As the European coil market keeps hoping for stronger prices and that mills’ new offers will gain ground despite a weak economic environment, some say that processed coil could strengthen relatively faster than substrate.
A Dutch buyer of cold-rolled and hot-dip galvanized coil sees the price spread between CRC/HDG and hot rolled coil widening somewhat. “In normal times we assume a premium of €80/tonne [$93] for CRC over HRC, and for galv another €20 more. At the moment, it is trending more towards +€100 and +€120,” he told Kallanish on the sidelines of this week’s Blechexpo trade fair in Stuttgart.
Lower mill capacity for CRC and HDG compared with HRC means prices for downstream coil grow faster, he argues. A German buyer concurred and also pointed to the EU’s antidumping case on CRC. This will put a brake on orders from typical supplier countries for CRC, like Turkey and India, he added.

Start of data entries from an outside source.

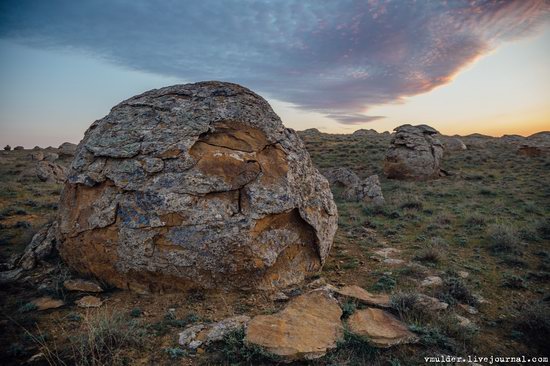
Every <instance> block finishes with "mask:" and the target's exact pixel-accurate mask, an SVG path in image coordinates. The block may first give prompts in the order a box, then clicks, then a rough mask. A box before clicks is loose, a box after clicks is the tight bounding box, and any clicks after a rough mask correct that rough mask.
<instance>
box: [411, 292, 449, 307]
mask: <svg viewBox="0 0 550 366" xmlns="http://www.w3.org/2000/svg"><path fill="white" fill-rule="evenodd" d="M417 299H418V303H419V304H420V305H421V306H423V307H425V308H426V309H428V310H431V311H437V310H445V309H447V308H448V307H449V304H447V303H446V302H443V301H439V300H438V299H436V298H435V297H431V296H428V295H424V294H418V297H417Z"/></svg>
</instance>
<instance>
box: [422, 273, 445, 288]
mask: <svg viewBox="0 0 550 366" xmlns="http://www.w3.org/2000/svg"><path fill="white" fill-rule="evenodd" d="M442 284H443V279H442V278H441V277H439V276H428V277H426V278H425V279H424V280H422V282H421V283H420V286H422V287H437V286H441V285H442Z"/></svg>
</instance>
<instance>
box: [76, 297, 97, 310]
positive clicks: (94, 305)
mask: <svg viewBox="0 0 550 366" xmlns="http://www.w3.org/2000/svg"><path fill="white" fill-rule="evenodd" d="M75 304H76V305H77V306H78V307H80V308H98V307H100V306H101V305H103V301H101V299H100V298H99V297H96V296H84V297H83V298H81V299H78V300H77V301H75Z"/></svg>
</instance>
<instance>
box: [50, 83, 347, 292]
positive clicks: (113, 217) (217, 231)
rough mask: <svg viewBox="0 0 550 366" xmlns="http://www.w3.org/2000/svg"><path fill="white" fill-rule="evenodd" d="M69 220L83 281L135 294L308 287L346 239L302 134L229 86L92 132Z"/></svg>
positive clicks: (77, 159) (208, 89)
mask: <svg viewBox="0 0 550 366" xmlns="http://www.w3.org/2000/svg"><path fill="white" fill-rule="evenodd" d="M59 215H60V217H59V224H60V246H59V251H60V253H61V256H62V257H63V259H64V260H65V261H66V262H67V263H68V264H69V265H70V266H71V267H72V268H73V269H75V270H77V271H79V272H82V273H85V274H90V275H93V276H95V277H98V278H99V279H102V280H104V281H106V282H108V283H110V284H112V285H114V286H116V287H119V288H130V289H135V290H137V291H161V290H169V289H191V288H226V289H254V288H259V289H270V288H280V287H284V286H287V285H290V284H294V283H298V282H300V281H301V280H303V278H304V277H305V276H307V275H308V274H312V273H314V272H317V271H318V270H319V269H320V268H321V266H322V265H323V263H324V261H325V258H326V257H327V255H328V252H329V250H330V247H331V245H332V240H333V237H334V234H335V231H336V228H337V210H336V205H335V204H334V201H333V198H332V194H331V191H330V188H329V185H328V183H327V181H326V179H325V178H324V177H323V176H322V175H321V174H320V173H319V172H318V171H317V170H316V169H315V168H314V167H313V165H312V162H311V159H310V157H309V154H308V153H307V151H306V149H305V147H304V144H303V142H302V141H301V140H300V138H299V137H298V136H297V134H296V133H295V132H294V131H293V130H291V129H287V128H285V127H284V126H283V124H282V123H281V120H280V119H279V117H278V116H277V115H276V114H275V113H274V112H273V110H272V109H271V107H270V106H269V104H268V103H267V102H266V101H265V100H264V99H263V98H262V97H260V96H258V95H257V94H255V93H253V92H251V91H250V90H248V89H246V88H243V87H241V86H239V85H236V84H230V83H222V82H201V83H196V84H186V85H175V86H171V87H166V88H162V89H158V90H151V91H148V92H146V93H143V94H141V95H138V96H135V97H133V98H130V99H128V100H126V101H124V102H122V103H120V104H119V105H117V106H115V107H114V108H113V109H112V110H111V112H110V113H109V115H107V116H106V117H105V118H103V119H101V120H99V121H96V122H94V123H93V124H92V125H91V126H90V128H89V129H88V131H86V134H85V136H84V139H83V140H82V141H81V142H80V144H79V145H78V148H77V150H76V154H75V157H74V160H73V162H72V165H71V168H70V171H69V174H68V178H67V181H66V183H65V186H64V189H63V192H62V195H61V204H60V210H59Z"/></svg>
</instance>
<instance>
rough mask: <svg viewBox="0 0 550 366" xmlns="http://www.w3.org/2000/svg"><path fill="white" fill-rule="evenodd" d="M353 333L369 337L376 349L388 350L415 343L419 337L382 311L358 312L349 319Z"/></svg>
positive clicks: (406, 327) (370, 340)
mask: <svg viewBox="0 0 550 366" xmlns="http://www.w3.org/2000/svg"><path fill="white" fill-rule="evenodd" d="M348 326H349V329H350V331H351V332H353V333H355V334H357V335H360V336H363V337H367V339H368V340H369V341H370V342H371V343H372V344H373V345H374V346H376V347H380V348H387V347H391V346H395V345H398V344H403V343H414V342H417V341H418V337H416V335H415V334H414V333H412V332H411V331H409V329H408V327H407V325H406V324H405V323H403V322H401V321H400V320H398V319H397V318H396V317H394V316H393V315H391V314H390V313H387V312H385V311H383V310H380V309H374V308H367V309H363V310H357V311H356V312H355V313H353V314H352V315H351V316H350V317H349V319H348Z"/></svg>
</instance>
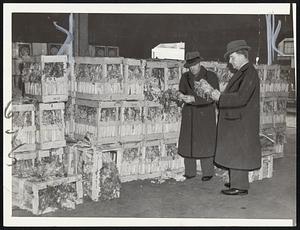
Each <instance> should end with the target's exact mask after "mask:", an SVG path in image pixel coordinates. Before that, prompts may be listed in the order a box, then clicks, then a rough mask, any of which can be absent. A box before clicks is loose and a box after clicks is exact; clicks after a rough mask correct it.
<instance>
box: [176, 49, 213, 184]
mask: <svg viewBox="0 0 300 230" xmlns="http://www.w3.org/2000/svg"><path fill="white" fill-rule="evenodd" d="M201 59H202V58H201V57H200V54H199V52H197V51H196V52H188V53H187V54H186V63H185V65H184V67H185V68H189V71H188V72H186V73H184V74H183V75H182V77H181V79H180V83H179V92H180V93H181V96H182V97H181V99H182V101H183V103H184V105H183V108H182V121H181V128H180V135H179V141H178V153H179V155H181V156H182V157H184V165H185V175H184V176H185V177H186V178H187V179H190V178H193V177H195V176H196V174H197V166H196V159H200V163H201V170H202V181H208V180H210V179H211V178H212V177H213V175H214V164H213V159H214V155H215V143H216V106H215V103H214V101H213V100H212V99H205V97H200V96H198V95H197V94H196V92H195V90H194V82H195V81H199V80H200V79H205V80H206V81H207V82H208V83H210V85H211V86H213V87H214V88H215V89H219V82H218V78H217V76H216V74H215V73H213V72H211V71H208V70H206V69H205V68H204V67H203V66H201V65H200V61H201Z"/></svg>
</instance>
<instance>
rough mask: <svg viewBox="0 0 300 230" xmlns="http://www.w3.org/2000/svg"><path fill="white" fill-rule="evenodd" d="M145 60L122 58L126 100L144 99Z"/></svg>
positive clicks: (129, 58)
mask: <svg viewBox="0 0 300 230" xmlns="http://www.w3.org/2000/svg"><path fill="white" fill-rule="evenodd" d="M145 65H146V61H145V60H138V59H131V58H125V59H124V60H123V66H124V78H125V98H126V100H144V82H145Z"/></svg>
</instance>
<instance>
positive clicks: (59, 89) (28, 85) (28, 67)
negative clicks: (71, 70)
mask: <svg viewBox="0 0 300 230" xmlns="http://www.w3.org/2000/svg"><path fill="white" fill-rule="evenodd" d="M23 64H24V69H23V72H22V74H23V79H24V86H25V95H26V96H29V97H34V98H36V99H37V100H38V101H39V102H44V103H48V102H60V101H67V99H68V78H67V56H65V55H61V56H44V55H42V56H35V57H31V58H30V59H26V60H23Z"/></svg>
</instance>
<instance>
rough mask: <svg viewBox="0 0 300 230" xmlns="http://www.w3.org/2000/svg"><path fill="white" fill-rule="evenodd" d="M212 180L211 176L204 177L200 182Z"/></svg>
mask: <svg viewBox="0 0 300 230" xmlns="http://www.w3.org/2000/svg"><path fill="white" fill-rule="evenodd" d="M211 178H212V176H204V177H202V179H201V180H202V181H209V180H210V179H211Z"/></svg>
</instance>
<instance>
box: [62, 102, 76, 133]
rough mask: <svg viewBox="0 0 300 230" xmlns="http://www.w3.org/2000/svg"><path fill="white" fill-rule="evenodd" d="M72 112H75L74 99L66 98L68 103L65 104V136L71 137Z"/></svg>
mask: <svg viewBox="0 0 300 230" xmlns="http://www.w3.org/2000/svg"><path fill="white" fill-rule="evenodd" d="M74 112H75V99H73V98H72V97H68V101H66V103H65V113H64V115H65V117H64V120H65V135H67V136H70V137H73V136H74V128H75V127H74V126H75V119H74Z"/></svg>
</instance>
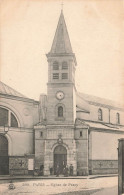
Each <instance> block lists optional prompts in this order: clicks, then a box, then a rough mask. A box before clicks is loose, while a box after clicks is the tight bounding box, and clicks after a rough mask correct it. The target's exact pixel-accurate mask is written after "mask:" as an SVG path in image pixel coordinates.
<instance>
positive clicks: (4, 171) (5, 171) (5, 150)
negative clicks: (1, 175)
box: [0, 135, 9, 175]
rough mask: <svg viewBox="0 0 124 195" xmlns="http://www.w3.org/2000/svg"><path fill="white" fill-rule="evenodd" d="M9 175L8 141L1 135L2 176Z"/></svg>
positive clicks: (0, 149) (1, 164)
mask: <svg viewBox="0 0 124 195" xmlns="http://www.w3.org/2000/svg"><path fill="white" fill-rule="evenodd" d="M8 174H9V156H8V140H7V138H6V137H5V136H4V135H0V175H8Z"/></svg>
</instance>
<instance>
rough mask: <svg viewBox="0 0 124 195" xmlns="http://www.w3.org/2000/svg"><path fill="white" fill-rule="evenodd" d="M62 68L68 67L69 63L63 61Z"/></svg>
mask: <svg viewBox="0 0 124 195" xmlns="http://www.w3.org/2000/svg"><path fill="white" fill-rule="evenodd" d="M62 69H63V70H65V69H68V64H67V62H62Z"/></svg>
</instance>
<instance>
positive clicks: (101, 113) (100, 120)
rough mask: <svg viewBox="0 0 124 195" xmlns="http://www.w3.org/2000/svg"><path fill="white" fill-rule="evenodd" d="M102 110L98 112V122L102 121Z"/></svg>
mask: <svg viewBox="0 0 124 195" xmlns="http://www.w3.org/2000/svg"><path fill="white" fill-rule="evenodd" d="M102 119H103V118H102V109H101V108H99V110H98V120H99V121H102Z"/></svg>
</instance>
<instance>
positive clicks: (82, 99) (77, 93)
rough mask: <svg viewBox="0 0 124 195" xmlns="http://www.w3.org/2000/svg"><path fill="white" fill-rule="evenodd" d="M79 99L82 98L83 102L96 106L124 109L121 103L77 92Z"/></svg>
mask: <svg viewBox="0 0 124 195" xmlns="http://www.w3.org/2000/svg"><path fill="white" fill-rule="evenodd" d="M77 97H80V98H81V99H82V100H83V101H84V100H85V101H86V102H88V103H90V104H95V105H101V106H106V107H108V108H109V107H112V108H121V109H123V108H124V105H123V104H121V103H118V102H116V101H112V100H108V99H104V98H100V97H96V96H93V95H88V94H84V93H80V92H77Z"/></svg>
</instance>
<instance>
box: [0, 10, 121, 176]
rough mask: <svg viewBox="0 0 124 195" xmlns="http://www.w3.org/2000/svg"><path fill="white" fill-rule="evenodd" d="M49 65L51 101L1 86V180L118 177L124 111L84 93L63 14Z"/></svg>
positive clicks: (45, 96) (4, 85)
mask: <svg viewBox="0 0 124 195" xmlns="http://www.w3.org/2000/svg"><path fill="white" fill-rule="evenodd" d="M46 56H47V61H48V83H47V95H46V94H41V95H40V100H39V101H35V100H33V99H30V98H27V97H25V96H24V95H22V94H20V93H19V92H17V91H15V90H14V89H12V88H11V87H9V86H7V85H5V84H4V83H2V82H0V175H6V174H10V175H28V174H38V172H40V169H41V167H42V168H43V172H44V175H50V174H51V171H50V170H53V172H52V174H56V169H57V166H59V171H60V174H63V168H64V167H65V166H66V165H68V166H70V165H72V166H73V174H74V175H88V174H108V173H109V174H110V173H117V172H118V150H117V147H118V139H120V138H124V120H123V118H124V108H123V106H122V105H120V104H118V103H115V102H112V101H109V100H105V99H102V98H98V97H95V96H91V95H87V94H84V93H79V92H77V90H76V87H75V71H76V66H77V62H76V57H75V54H74V53H73V51H72V47H71V43H70V39H69V35H68V31H67V27H66V24H65V20H64V15H63V12H61V15H60V18H59V22H58V26H57V29H56V33H55V36H54V40H53V43H52V47H51V50H50V52H49V53H48V54H47V55H46Z"/></svg>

In fact, CRC could temporarily eclipse the price of galv due to the shortage of imports. He noted that the main spot market supplier of CRC in Europe is ArcelorMittal, while many other mills feed their CRC directly to carmakers.
The Dutch buyer does not necessarily agree about CRC eclipsing galv, but conceded that both could be equal in price going forward. He also highlighted the typical role of CRC in northwestern Europe, in that it is the base material for galvanizing for customers in the automotive industry, among others.
European mills’ HRC offers for new contracts start with a six, reaching up to €650/tonne ($754) delivered in the first quarter of 2026. Offers for CRC and HDG would then be clearly at above €700/t.